Donnype commented 1 year ago

Part 1:

From the mock report

This is fixed by:

Part 2:

What is a single system?

The definition of a system is now implicitly defined in the systems report.

[!IMPORTANT] There exists some ambiguity in the code with naming systems and services. One system can provide multiple services, such as Web, Mail, and Dicom. We currently call the latter the system type.
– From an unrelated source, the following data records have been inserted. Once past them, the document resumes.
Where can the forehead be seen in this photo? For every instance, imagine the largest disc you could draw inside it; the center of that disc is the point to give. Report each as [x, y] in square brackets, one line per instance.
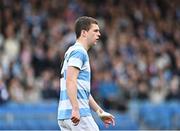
[94, 27]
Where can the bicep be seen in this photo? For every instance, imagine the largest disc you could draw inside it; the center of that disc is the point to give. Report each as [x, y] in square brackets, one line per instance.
[72, 73]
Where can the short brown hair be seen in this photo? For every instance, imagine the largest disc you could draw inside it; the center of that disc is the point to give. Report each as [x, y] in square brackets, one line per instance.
[83, 23]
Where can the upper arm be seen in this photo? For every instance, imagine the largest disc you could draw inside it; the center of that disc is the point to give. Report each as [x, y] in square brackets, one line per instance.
[77, 58]
[72, 73]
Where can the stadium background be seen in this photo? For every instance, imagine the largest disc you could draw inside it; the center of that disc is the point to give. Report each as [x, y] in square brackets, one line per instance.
[135, 66]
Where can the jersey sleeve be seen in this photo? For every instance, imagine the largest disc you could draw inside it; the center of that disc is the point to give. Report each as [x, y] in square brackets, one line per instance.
[77, 58]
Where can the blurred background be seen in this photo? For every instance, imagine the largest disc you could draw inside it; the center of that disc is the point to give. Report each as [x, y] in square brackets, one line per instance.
[135, 65]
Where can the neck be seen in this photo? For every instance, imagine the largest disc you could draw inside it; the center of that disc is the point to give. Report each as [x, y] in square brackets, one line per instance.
[84, 43]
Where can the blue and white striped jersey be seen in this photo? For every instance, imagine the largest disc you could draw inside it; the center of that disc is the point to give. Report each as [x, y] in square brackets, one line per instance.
[75, 56]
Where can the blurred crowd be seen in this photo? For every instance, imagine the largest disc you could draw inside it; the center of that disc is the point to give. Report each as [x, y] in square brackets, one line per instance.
[137, 58]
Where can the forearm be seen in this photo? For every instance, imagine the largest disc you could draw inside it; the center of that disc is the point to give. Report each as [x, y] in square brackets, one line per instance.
[93, 104]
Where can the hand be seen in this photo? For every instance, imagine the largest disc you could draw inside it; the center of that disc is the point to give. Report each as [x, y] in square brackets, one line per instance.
[75, 117]
[106, 117]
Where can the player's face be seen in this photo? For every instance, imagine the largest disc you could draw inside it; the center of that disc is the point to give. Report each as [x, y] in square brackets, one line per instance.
[93, 34]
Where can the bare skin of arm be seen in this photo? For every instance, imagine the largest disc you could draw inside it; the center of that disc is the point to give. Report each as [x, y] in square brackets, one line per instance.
[107, 119]
[71, 84]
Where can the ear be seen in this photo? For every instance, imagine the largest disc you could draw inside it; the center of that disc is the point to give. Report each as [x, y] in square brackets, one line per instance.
[83, 33]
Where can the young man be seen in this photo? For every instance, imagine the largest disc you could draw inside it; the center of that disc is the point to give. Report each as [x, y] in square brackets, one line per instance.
[74, 112]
Hence a system that is a Web System can also be a Mail System.

Current situation

The current implementation aggregates the following information from Octopoes to create a system:

Information used in a System

classDiagram
direction RL
class IP
class IPPort
class IPService
class Service
class Website
class SoftwareInstance
class Hostname
class Software

IP --> ResolvedHostname
ResolvedHostname --> Hostname
IPPort --> IP
IPService --> IPPort
IPService --> Service
SoftwareInstance --> IPPort
SoftwareInstance --> Software

Website --> IPService
Website --> Hostname

Example of resulting definition of a System

classDiagram
direction RL
class System

System: ip = "0.0.0.0"
System: hostnames = ["example.com", "b.example.com"]
System: services = ["Web", "Mail"]

Current issues

It is not possible for a system to have multiple IPs.
The current setup is not properly handling IPv6 (see #2184 and #2187).
We rely heavily on on-the-fly queries to define and categorize these systems

Possible solutions

There are a few things to fix:

Redefine a system: if the definition ends up being some variation of "ips, hostnames and the related system types", we should think about how we want to collect that information in a data structure and if we want to collect a separate entity in XTDB for it
Fix ipv6 handling
Do the system type categorization not on-the-fly but upfront with bits (see below)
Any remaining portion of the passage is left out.